Tokyo - Moscou, itinéraire délictuel

Collectif D'auteurs Atelier Les Cris De L'écrit

De ville en ville, itinéraire voyou. Impressions de voyage pinté.

Atelier du 4 octobre 2016 / Jean Paul


Tokyo 4h00

 

 Jour de typhon. Cette ville ressemble à Venise. La pieuvre des embouteillages étreint dans ses bras électriques l'immeuble aux quatre-vingts étages. Des clochards prennent un peu de repos sur les dalles de marbre de l'entrée, ou allongés sur des bancs du jardin botanique avec leur attirail éparpillé sous des plastiques, dans la chaleur humide. Du centre vers la périphérie, les bâtiments sont de plus en plus anciens.  Assis au bord de la piscine à débordement, pieds dans l'eau, je profite. J'avais bien dit que j'allais me refaire. J'ai touché le pactole. Mes amis se sont montrés très généreux. Je jouis de ton absence baby et je la joue à fond. Le petit chien ridicule, les billets de cinq cent boules entassés dans la boîte à mouchoirs, le salon encombré de filles aux jambes interminables et aux narines défoncées, le code privé dans l'ascenseur.
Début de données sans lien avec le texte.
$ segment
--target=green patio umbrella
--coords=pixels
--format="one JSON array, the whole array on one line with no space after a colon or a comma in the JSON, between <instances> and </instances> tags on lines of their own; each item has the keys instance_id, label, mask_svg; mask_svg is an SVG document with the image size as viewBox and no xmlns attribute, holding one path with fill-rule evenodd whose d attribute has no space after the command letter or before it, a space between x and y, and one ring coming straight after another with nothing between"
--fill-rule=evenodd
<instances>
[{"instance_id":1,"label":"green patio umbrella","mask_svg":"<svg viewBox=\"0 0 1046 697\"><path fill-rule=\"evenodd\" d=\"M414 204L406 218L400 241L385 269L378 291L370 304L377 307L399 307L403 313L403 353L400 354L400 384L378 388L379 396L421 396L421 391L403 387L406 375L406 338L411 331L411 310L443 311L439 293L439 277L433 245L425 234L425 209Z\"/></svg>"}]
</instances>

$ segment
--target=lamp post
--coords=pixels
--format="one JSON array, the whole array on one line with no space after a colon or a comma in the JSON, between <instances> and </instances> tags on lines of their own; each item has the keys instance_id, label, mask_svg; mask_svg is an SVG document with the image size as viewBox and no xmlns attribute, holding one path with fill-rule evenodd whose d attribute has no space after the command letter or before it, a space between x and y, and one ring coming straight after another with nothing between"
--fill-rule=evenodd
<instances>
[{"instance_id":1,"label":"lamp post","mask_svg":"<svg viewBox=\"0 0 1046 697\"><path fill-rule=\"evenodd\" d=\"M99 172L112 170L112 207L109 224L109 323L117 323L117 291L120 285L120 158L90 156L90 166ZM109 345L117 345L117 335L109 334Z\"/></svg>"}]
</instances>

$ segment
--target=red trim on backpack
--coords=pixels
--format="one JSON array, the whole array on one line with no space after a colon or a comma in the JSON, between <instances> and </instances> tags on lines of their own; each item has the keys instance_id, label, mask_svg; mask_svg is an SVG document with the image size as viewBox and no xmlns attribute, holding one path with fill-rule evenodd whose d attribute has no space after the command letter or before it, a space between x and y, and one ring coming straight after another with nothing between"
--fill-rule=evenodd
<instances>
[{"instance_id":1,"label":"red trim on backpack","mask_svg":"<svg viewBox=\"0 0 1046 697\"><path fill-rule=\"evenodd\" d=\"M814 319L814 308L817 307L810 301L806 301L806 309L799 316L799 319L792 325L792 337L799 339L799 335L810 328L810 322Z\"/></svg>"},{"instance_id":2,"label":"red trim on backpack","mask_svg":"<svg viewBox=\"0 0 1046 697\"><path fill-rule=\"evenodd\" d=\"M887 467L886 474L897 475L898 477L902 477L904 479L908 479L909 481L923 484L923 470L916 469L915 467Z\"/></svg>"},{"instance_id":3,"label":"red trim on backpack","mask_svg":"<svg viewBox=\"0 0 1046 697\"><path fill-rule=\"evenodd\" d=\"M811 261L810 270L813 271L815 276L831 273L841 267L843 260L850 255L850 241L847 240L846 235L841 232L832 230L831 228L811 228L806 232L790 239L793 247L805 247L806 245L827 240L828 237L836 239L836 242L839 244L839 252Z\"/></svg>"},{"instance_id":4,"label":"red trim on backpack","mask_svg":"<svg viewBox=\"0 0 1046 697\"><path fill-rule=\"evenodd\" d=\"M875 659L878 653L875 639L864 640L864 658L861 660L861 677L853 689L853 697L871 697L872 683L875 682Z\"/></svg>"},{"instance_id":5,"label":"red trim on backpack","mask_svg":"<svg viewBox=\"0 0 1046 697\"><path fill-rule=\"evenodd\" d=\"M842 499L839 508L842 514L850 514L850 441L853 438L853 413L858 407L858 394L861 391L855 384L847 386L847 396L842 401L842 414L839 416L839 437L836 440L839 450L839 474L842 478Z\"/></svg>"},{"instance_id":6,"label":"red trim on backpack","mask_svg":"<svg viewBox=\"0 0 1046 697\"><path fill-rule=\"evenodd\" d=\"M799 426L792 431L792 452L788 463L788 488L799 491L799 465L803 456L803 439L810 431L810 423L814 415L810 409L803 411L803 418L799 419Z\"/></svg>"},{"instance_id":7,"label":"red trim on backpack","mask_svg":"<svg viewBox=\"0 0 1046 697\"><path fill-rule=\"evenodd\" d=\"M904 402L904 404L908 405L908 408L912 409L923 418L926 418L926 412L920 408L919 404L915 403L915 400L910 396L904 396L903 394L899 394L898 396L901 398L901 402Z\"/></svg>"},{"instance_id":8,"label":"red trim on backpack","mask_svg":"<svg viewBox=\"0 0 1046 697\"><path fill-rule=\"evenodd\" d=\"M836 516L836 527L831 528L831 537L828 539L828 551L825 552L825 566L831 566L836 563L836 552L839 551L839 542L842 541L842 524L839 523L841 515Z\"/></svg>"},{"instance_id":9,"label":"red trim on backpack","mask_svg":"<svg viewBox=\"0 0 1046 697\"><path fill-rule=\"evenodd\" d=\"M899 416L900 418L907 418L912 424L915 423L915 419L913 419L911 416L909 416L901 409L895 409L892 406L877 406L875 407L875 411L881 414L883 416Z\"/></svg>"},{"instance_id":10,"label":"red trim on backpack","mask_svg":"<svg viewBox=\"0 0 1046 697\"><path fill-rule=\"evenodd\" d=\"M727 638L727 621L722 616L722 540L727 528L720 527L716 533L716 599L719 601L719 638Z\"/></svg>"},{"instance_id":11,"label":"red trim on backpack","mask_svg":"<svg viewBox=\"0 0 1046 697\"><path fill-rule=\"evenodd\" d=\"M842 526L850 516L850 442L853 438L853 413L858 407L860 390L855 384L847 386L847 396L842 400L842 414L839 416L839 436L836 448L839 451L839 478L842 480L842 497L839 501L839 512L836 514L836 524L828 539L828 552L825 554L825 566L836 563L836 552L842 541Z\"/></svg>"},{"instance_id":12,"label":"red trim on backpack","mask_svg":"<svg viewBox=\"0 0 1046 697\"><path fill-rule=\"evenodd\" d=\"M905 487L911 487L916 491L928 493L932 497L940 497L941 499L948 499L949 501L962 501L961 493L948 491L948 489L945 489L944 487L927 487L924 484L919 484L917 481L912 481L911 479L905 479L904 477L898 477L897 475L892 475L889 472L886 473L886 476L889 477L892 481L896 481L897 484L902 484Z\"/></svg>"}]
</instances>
L'argent n'a plus aucune importance à cette altitude. On ne sait rien de ce qui se passe en bas. On voit loin. Il faut seulement se méfier du thermomètre. Je me passe très bien de toi.

 

Paris 10h30

 

Rue de Courcelles. C'est arrivé brusquement à ce qu'on me dit. J'ai pris l'avion de 20 heures, finalement heureux d'échapper à la torpeur asiatique. Tantine, chère vieille peau. Tu as choisi un 15 août pour manger ton chapeau à voilette. J'ai pris un taxi. J'ai laissé les bagages à la consigne. La moitié du quartier est dans la rue, écrasée de chaleur. Derrière le corbillard le notaire distribue déjà les privilèges aux actionnaires mités de tes secrets d'alcôve. Ton dernier grand succès. Le convoi grimpe à pas comptés le chemin du cimetière de Charonne. Lorsqu'il passe devant les palissades du square, les vieux en pardessus se redressent. La musique du manèges, les rires des filles qu'on pince dans les wagonnets. Les vieilles tirent leurs maris par la manche pour les ramener à la réalité.  A l'arrivée sur le falun, les arrosoirs cabossés  rangés à côté des ordures et des fleurs en plastique les saluent, le cou dressé comme des vipères de tôle. Les cousins sont de corvée pour les condoléances. Salut la compagnie des abrutis ! Pas l'air vraiment content de me voir revenu ? Alors, comme ça vous avez réussi à trouver un cercueil à sa taille. Chapeau. Du sur mesure avec fond renforcé, ça a dû vous coûter un bras.

 

New Orléans 21h00

 

Quartier Français. J'ai eu des remords de m'être montré aussi con. J'ai un peu trop picolé pour les oublier. Quand j'ai trouvé la sortie, je me suis retrouvé loin de l'hôtel, dans le vieux carré colonial. Mais au-delà, ça ne ressemblait pas du tout à ce que l'on m'avait dit. Presque tous les clubs de jazz avaient disparu faute de clients. Ils avaient laissé la place à des bars communautaires tenus par des rappeurs à casquettes. Même une bouteille de southern comfort c'était compliqué à trouver chez l'épicier du coin. Le pays tournait à la bière et au crack. L'Amérique avait laissé tout un pan de la côte à l'abandon dans un coin de sa mémoire. Non, je ne me souviens plus du son des balles perdues. Fini la musique. Les filles en robes à pois s'étaient fait la malle sur le siège arrière. Un bébé d'un an allongé dans son landau a été tué d'une salve de chevrotine en pleine tête par un adolescent, dans la rue en bas de chez lui. La guerre des gangs. Une fanfare ferme la marche. Je déteste les surprises. Je préfère les rancunes. Je préfère la mafia.

 

Moscou 0h10

 

Dernière escale. Les clochers défilent dans la nuit comme des étoiles. La garde nucléaire veille sur des mausolées orthodoxes à ogives multiples. Les russes ont ce qu'ils méritent. Dans les gares les matrones aux foulards fleuris chantent des chansons tristes en vendant aux voyageurs des cornichons craquants et des oignons confits. Moscou, la ville aux courants d'air où le vent des révolutions balaie les peines perdues. Na zdorovié! Je n'aurais jamais cru obtenir le visa. Ce soir, je jouerais le grand duc au théâtre Bolchoï avec des accents plus tragiques qu'à Paris. Je tiens avant tout à plaire à mon public. Il fait un peu froid. Je remonte les couvertures. Que vais-je devenir sans toi ? Que cette heure arrêtée au cadran de ma montre ? J'ai tout appris de toi sur les choses humaines et je vois désormais le monde à ta façon. Je vais faire dans le fac-similé de 500 roubles.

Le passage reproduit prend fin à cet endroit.